1. İçeriğe git
  2. Ana menüye git
  3. DW'nin diğer sayfalarına git

Türkiye'de Aleviliğin sorunları

10 Aralık 2020

Almanya’nın Kuzey-Ren Vestfalya Eyaleti’nde Aleviliğin inanç olarak resmen kabul edilmesi sevinçle karşılandı. Buna karşın Türkiye’de endişeler artıyor. Alevi önderleri ileriye değil daha da geriye gidildiği görüşünde.

https://p.dw.com/p/3mY1k
Fotoğraf: Imago/Zuma Press/xDavidxI.xGrossx

Almanya'da Kuzey Ren-Vestfalya Eyalet Hükümeti, Alevilik inancını bir inanç toplumu olarak en üst seviyede tanıdı. Karar, eyalet meclisinde kabul edildi. Almanya’daki Alevi toplumu gelişmeyi büyük bir sevinçle karşılarken, Türkiye’deki Alevi temsilcileri ise farklı bir kaygı içinde.

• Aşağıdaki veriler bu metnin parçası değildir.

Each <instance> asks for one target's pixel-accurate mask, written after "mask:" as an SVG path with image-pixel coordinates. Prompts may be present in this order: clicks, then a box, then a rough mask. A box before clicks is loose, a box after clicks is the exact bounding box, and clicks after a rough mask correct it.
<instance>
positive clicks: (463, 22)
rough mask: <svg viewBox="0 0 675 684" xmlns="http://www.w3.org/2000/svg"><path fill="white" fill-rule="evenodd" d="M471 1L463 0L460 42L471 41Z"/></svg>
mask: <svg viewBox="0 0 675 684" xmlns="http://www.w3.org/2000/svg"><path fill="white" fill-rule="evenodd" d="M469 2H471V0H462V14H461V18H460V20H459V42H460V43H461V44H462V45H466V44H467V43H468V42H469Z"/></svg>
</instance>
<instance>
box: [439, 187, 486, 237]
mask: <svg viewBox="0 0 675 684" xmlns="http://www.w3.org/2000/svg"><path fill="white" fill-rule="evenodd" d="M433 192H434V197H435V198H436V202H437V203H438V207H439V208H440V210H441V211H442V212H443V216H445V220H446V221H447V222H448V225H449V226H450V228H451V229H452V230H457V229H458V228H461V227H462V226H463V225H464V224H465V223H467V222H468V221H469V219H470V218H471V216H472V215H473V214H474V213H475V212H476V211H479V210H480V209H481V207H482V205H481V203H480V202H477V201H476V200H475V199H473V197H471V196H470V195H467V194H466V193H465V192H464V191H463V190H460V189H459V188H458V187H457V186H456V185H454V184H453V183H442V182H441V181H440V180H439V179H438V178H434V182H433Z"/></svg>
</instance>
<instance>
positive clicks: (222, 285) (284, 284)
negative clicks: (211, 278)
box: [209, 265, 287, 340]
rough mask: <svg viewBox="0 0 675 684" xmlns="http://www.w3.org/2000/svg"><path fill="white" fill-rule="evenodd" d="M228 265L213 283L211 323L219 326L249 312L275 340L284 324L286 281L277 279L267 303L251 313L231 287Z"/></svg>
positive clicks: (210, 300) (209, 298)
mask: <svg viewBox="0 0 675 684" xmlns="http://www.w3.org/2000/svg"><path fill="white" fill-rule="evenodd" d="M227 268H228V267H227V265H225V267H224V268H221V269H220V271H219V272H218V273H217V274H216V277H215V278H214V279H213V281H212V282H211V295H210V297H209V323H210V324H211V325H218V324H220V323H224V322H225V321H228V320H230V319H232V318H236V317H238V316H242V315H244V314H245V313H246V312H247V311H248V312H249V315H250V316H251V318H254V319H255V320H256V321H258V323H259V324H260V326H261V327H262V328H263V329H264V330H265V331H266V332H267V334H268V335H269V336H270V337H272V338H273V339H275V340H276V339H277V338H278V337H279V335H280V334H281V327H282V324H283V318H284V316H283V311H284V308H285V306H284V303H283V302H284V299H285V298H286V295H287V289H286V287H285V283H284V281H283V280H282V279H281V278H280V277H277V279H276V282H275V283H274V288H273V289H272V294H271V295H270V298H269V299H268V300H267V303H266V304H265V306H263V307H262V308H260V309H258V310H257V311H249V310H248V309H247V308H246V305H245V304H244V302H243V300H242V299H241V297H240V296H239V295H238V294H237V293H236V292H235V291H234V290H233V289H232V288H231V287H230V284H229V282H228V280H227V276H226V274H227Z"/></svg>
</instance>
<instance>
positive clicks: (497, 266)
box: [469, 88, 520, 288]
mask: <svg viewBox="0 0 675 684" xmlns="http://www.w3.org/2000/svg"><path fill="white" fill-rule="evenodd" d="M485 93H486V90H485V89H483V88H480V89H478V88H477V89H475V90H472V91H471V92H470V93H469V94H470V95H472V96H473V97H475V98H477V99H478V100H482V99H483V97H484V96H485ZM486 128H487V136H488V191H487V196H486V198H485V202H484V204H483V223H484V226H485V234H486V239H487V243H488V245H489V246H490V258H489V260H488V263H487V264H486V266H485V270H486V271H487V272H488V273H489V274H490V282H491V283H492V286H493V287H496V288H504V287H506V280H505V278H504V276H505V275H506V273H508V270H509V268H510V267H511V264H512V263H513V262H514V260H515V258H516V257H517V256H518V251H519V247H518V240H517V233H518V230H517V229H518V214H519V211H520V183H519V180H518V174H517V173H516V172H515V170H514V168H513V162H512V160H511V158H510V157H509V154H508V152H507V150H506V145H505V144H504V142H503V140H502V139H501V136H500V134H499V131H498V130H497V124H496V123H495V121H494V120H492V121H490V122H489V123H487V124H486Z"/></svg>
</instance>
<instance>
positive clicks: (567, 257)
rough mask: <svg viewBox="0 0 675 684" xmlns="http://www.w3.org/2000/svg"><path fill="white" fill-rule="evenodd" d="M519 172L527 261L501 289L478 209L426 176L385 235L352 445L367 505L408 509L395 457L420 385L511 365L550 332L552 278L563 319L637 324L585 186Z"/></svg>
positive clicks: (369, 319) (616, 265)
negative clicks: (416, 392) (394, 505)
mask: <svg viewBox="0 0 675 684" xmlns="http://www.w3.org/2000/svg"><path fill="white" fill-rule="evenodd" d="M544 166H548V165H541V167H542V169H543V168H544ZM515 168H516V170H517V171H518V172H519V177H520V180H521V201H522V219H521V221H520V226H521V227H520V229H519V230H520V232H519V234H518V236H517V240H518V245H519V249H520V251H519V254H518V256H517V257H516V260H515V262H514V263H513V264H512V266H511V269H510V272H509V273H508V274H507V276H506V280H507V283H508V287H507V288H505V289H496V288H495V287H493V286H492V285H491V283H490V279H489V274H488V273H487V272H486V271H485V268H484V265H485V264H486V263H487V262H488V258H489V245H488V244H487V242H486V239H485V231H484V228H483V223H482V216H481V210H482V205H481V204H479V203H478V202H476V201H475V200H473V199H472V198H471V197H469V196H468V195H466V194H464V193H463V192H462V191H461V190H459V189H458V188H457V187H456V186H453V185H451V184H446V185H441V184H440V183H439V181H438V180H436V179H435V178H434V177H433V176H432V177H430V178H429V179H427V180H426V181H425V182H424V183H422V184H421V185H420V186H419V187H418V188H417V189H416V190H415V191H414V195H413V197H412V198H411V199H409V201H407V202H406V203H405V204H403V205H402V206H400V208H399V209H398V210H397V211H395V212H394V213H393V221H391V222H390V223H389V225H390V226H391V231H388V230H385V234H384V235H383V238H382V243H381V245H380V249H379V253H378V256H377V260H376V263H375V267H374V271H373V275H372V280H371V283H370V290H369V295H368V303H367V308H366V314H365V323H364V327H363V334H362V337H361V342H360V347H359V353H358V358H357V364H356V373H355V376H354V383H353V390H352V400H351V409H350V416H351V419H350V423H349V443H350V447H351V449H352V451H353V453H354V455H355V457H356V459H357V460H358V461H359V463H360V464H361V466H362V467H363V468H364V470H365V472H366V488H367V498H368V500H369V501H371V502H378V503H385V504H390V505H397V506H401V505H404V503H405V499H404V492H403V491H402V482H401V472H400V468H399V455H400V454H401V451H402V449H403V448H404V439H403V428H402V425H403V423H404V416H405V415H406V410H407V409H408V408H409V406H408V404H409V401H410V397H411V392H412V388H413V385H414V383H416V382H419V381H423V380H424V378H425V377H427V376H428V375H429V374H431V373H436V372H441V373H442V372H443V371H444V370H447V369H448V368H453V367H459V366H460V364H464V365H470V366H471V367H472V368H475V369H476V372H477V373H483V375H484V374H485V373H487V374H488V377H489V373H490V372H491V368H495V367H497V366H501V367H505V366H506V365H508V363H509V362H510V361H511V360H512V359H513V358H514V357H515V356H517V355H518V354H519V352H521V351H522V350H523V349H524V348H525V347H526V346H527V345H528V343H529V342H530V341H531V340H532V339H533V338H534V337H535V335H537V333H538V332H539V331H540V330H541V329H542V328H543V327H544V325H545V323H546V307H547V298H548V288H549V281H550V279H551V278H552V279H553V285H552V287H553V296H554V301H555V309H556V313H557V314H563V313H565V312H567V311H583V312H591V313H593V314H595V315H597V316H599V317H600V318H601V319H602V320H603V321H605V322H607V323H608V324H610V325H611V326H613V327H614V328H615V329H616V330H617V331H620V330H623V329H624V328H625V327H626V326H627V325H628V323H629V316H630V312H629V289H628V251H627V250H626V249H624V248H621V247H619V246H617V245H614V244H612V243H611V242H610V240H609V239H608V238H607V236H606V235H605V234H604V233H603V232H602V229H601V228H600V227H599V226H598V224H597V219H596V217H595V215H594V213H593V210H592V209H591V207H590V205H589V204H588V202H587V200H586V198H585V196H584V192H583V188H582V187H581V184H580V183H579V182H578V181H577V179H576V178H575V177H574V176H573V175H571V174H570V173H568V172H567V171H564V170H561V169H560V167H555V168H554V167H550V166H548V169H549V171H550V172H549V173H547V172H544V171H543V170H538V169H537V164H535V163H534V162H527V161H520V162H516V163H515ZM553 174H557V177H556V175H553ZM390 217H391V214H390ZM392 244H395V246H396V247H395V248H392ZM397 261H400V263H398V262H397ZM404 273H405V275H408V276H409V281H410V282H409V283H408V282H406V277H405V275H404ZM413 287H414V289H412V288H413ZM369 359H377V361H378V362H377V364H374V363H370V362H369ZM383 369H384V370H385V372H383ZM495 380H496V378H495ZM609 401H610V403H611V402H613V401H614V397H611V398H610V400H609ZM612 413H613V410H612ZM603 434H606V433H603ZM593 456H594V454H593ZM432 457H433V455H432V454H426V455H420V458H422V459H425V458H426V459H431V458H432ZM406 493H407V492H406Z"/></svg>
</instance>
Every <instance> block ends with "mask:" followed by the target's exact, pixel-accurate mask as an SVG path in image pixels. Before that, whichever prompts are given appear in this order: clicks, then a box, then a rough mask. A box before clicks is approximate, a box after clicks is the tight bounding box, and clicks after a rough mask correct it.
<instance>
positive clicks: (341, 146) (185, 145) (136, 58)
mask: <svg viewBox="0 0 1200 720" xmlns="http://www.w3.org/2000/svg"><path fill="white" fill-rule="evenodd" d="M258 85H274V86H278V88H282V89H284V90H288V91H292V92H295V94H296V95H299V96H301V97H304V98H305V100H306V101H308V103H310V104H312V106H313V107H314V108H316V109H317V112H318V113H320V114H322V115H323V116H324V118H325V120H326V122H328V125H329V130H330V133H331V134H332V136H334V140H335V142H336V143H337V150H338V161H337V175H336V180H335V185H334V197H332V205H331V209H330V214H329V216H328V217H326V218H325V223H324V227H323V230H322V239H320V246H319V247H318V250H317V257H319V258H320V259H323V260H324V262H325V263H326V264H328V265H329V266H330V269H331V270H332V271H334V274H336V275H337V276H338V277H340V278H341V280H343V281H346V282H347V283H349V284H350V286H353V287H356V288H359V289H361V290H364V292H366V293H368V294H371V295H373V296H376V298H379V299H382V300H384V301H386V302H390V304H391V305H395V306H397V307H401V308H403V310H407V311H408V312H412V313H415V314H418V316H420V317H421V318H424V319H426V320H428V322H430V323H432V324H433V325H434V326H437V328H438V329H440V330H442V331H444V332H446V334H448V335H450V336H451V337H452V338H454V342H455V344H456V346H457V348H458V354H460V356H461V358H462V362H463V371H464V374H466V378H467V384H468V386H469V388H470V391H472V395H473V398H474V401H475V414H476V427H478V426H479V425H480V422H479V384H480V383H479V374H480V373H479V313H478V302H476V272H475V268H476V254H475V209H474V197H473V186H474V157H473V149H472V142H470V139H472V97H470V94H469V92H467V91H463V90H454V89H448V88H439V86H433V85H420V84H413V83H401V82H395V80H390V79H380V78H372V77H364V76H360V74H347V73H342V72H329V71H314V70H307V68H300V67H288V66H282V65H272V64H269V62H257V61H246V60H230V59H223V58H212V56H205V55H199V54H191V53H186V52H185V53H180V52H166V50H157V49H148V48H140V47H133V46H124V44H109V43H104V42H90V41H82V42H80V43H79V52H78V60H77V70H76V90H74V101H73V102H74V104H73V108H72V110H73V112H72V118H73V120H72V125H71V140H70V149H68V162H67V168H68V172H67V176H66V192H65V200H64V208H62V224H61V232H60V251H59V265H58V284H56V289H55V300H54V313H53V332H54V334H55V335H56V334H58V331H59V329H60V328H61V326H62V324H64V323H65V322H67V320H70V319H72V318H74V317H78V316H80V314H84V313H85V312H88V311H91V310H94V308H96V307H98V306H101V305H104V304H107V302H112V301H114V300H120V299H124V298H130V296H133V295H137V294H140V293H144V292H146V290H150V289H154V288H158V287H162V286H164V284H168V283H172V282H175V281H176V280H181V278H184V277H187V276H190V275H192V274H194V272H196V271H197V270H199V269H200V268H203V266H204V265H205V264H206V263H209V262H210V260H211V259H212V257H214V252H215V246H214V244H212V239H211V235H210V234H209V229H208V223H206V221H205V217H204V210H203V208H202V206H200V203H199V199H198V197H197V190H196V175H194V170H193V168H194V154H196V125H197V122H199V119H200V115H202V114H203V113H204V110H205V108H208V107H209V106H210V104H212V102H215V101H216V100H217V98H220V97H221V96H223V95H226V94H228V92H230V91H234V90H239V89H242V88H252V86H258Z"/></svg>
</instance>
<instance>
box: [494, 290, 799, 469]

Demokratikleşme konusunda çok önemli adımların atıldığı 2009 yılında Türkiye'de Alevi Çalıştayları yapılmış, dönemin Başbakanı Recep Tayyip Erdoğan’ın ve çok sayıda bakannın katıldığı bu çalıştaylara Alevi toplumunun kanaat önderleri de katılmıştı. Tüm tarafların bir araya geldiği bu çalıştaylar sırasında Aleviler talep ettikleri haklar konusunda beklenti içine girmişti.

Bu hakların en başında cemevlerinin ibadethane olarak resmen tanınması ve zorunlu din derslerinin kaldırılması geliyordu.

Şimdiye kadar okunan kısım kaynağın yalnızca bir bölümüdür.